Optimization seemed to offer insight into how plants work, physiologicall and ecologically.  Others applied optimization to complex problems as well, notably Tim Buckley, now at the University of Sydney, and Ülo Niinimets of the Estonian University of Life Sciences.  Of course, we are increasingly aware that we don’t know the objective function for plants – what are they trying to maximize or minimize?  Total growth is not a good answer, though agronomists would like it so; there are risks of herbivory for plants of high photosynthetic competence, and risks of depleting soil nutrients too early; there are phylogenetic constraints – sorry, guys, we don’t have the genetic tools in our species; there are physicochemical constraints – Rubisco, the key enzyme for CO2 fixation in the photosynthesis of all green plants, can’t help incorporating O2 into nascent sugars and reversing the work of the past.  Finally, in 2015, Tim Buckley and I exchanged emails sending up a white flag about optimization.
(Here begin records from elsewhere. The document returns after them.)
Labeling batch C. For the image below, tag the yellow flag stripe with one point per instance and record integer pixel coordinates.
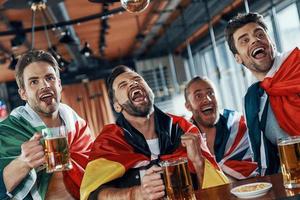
(98, 172)
(212, 176)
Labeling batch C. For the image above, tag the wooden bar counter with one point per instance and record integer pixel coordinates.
(276, 192)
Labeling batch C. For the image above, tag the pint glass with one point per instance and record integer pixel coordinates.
(289, 152)
(177, 180)
(56, 149)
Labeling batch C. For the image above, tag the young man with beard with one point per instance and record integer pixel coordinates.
(272, 104)
(125, 155)
(21, 153)
(226, 134)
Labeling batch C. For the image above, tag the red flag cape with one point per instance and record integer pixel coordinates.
(284, 93)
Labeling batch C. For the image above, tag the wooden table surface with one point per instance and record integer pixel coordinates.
(277, 191)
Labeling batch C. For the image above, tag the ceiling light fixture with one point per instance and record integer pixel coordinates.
(41, 6)
(86, 50)
(132, 6)
(135, 6)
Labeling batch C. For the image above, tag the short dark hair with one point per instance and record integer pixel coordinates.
(193, 80)
(31, 57)
(239, 21)
(120, 69)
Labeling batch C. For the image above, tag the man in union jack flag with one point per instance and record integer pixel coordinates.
(226, 134)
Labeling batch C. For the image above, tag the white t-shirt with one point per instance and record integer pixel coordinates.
(155, 151)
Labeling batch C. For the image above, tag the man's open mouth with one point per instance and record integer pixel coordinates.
(137, 95)
(258, 53)
(47, 98)
(208, 110)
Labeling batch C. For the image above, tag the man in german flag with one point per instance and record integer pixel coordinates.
(124, 158)
(273, 103)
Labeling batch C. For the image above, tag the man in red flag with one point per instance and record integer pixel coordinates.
(273, 103)
(226, 133)
(124, 158)
(22, 156)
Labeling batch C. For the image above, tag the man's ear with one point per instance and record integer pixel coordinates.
(117, 107)
(238, 58)
(22, 94)
(188, 106)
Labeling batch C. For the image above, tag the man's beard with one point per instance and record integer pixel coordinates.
(206, 123)
(139, 111)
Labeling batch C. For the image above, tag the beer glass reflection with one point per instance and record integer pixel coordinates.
(289, 152)
(177, 180)
(56, 149)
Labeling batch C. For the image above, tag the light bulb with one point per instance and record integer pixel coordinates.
(135, 6)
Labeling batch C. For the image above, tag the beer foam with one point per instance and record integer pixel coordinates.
(56, 137)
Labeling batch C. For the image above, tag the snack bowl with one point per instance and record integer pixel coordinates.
(251, 190)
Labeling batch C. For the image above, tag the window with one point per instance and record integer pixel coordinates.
(289, 27)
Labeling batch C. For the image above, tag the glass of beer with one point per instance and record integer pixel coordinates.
(289, 152)
(177, 179)
(56, 149)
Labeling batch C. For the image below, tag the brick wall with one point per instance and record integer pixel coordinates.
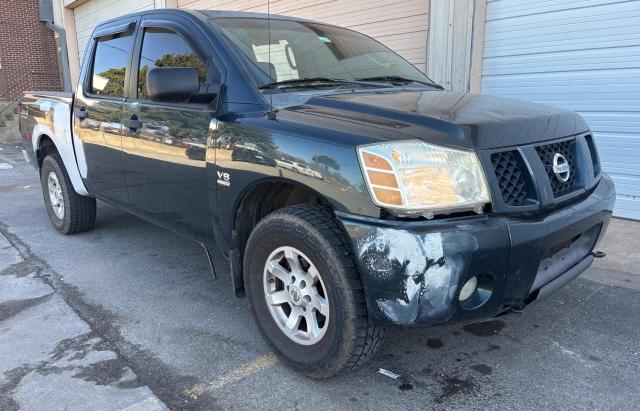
(27, 44)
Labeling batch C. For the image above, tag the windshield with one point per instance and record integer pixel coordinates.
(305, 50)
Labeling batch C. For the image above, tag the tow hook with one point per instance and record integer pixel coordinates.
(598, 254)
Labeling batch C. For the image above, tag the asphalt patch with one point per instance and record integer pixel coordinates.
(434, 343)
(482, 369)
(12, 308)
(485, 329)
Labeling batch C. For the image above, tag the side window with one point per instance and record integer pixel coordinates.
(162, 48)
(110, 65)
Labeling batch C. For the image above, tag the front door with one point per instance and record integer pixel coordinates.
(98, 114)
(166, 144)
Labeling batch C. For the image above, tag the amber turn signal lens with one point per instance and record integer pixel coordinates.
(390, 197)
(382, 179)
(373, 161)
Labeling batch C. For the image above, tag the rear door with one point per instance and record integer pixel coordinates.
(165, 144)
(98, 110)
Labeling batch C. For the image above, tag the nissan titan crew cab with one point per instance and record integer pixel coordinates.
(349, 192)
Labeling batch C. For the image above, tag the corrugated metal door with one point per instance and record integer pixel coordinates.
(94, 12)
(580, 55)
(401, 25)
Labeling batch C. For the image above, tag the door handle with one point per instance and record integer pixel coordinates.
(82, 113)
(132, 123)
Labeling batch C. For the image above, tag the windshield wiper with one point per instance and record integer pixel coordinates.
(306, 82)
(399, 79)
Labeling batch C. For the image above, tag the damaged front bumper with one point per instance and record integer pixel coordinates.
(413, 272)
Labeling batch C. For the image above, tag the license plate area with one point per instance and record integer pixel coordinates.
(565, 254)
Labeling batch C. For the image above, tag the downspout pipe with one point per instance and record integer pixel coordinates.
(63, 55)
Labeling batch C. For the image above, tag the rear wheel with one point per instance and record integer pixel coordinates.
(306, 293)
(69, 212)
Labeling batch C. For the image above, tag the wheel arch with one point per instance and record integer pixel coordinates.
(256, 202)
(46, 137)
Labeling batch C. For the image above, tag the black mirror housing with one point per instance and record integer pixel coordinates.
(172, 84)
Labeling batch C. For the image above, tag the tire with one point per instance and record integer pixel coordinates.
(78, 213)
(346, 337)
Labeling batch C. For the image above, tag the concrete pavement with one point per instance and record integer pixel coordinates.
(140, 302)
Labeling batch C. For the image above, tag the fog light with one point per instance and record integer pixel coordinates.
(468, 288)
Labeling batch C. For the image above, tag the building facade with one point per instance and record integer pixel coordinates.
(28, 50)
(582, 55)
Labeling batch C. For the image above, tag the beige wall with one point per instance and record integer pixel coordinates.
(400, 25)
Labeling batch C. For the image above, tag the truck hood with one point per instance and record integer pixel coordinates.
(447, 118)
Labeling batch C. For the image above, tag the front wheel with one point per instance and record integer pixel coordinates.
(68, 211)
(306, 293)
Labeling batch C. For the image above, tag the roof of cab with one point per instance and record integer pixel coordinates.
(205, 15)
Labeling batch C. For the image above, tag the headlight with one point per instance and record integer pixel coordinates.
(415, 177)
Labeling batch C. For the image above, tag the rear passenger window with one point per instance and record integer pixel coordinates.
(162, 48)
(110, 65)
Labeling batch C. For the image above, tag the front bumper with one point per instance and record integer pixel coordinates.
(413, 272)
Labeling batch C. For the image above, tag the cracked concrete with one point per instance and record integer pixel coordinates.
(46, 348)
(127, 316)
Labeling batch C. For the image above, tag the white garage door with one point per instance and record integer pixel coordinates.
(90, 14)
(401, 25)
(580, 55)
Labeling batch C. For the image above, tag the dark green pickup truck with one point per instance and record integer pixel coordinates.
(349, 192)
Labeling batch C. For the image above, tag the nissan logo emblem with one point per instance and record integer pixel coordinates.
(561, 167)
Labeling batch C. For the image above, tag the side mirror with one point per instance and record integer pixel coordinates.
(172, 84)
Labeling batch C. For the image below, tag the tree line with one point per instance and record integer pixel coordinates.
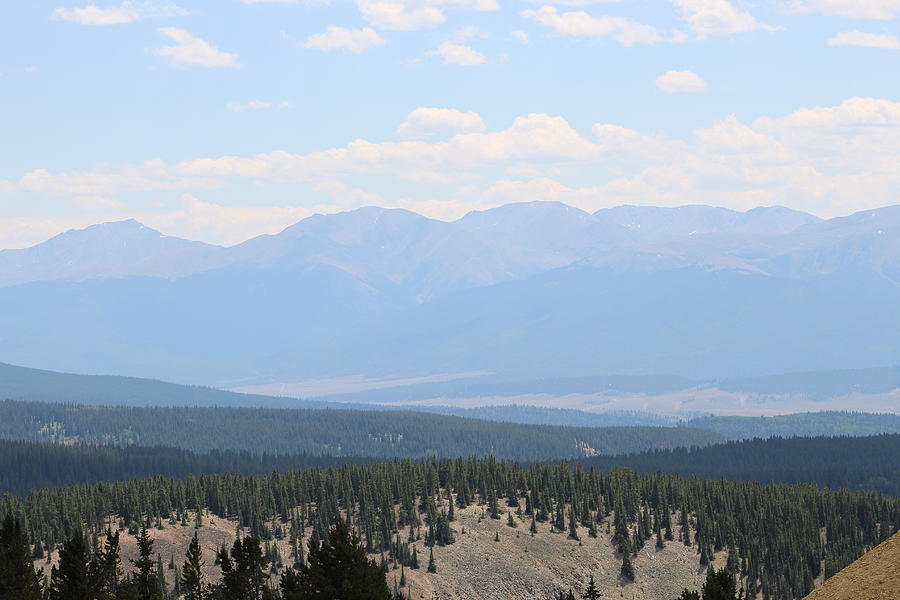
(865, 463)
(773, 534)
(861, 463)
(383, 434)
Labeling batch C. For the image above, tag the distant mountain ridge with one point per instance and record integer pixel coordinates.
(694, 291)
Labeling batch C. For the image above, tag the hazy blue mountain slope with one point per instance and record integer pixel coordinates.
(533, 287)
(658, 223)
(105, 250)
(821, 384)
(691, 322)
(38, 385)
(224, 324)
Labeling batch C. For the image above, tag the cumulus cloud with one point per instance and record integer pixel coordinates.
(674, 82)
(719, 17)
(410, 15)
(870, 40)
(127, 12)
(580, 24)
(854, 112)
(854, 9)
(830, 160)
(398, 16)
(340, 38)
(469, 32)
(458, 54)
(97, 203)
(190, 50)
(424, 122)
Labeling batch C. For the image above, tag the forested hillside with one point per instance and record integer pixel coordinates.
(862, 463)
(779, 538)
(825, 423)
(27, 465)
(330, 432)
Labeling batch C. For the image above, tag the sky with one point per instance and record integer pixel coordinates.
(220, 120)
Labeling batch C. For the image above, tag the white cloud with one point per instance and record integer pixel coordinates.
(674, 82)
(97, 203)
(190, 50)
(855, 9)
(853, 113)
(127, 12)
(251, 105)
(580, 24)
(352, 40)
(719, 17)
(830, 160)
(410, 15)
(576, 3)
(398, 16)
(424, 122)
(870, 40)
(468, 32)
(458, 54)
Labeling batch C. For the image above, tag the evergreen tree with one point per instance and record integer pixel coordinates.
(591, 592)
(161, 577)
(144, 579)
(573, 526)
(245, 575)
(336, 569)
(191, 581)
(719, 585)
(107, 568)
(18, 580)
(627, 567)
(70, 580)
(432, 568)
Rewarding: predictive models

In  1984, I published two articles in Photosynthetica  (18: 549-568 and 569-595; yes, long and detailed).  I presented a detailed model of plant leaves, resolving their optical and photosynthetic structure as well as control systems.  I parametrized the models, including the examination of the effect of changing total investment in chlorophyll.  Surprisingly, at first, when put into a whole-canopy model with light interception, the model predicted that leaves with half-normal chlorophyll content, as in well-known mutant peas, would confer a gain of about 8% in seasonal biomass yield!  Basically, more light was shared with leaves deeper in the canopy, increasing total light utilization.  Remarkably, John Hesketh’s group at the University of Illinois field-tested this and found a gain of 8%!  (Crop Science 29: 1025-1029, 1989.) Why do agronomists have no interest?  It’s not because the only “pale mutants” are heterozygous, planting out as 1/4 full green, 1/2 pale, and 1/4 albino = doomed.  There are homozygous pale mutants…but pale is the word that puts farmers off their feed; the plants don’t look good.  These plants work better in monocultures than do wild-types…but not in competition in natural selection.  Nor, it seems, in artificial selection if breeders don’t want to risk proposing odd plants to farmers.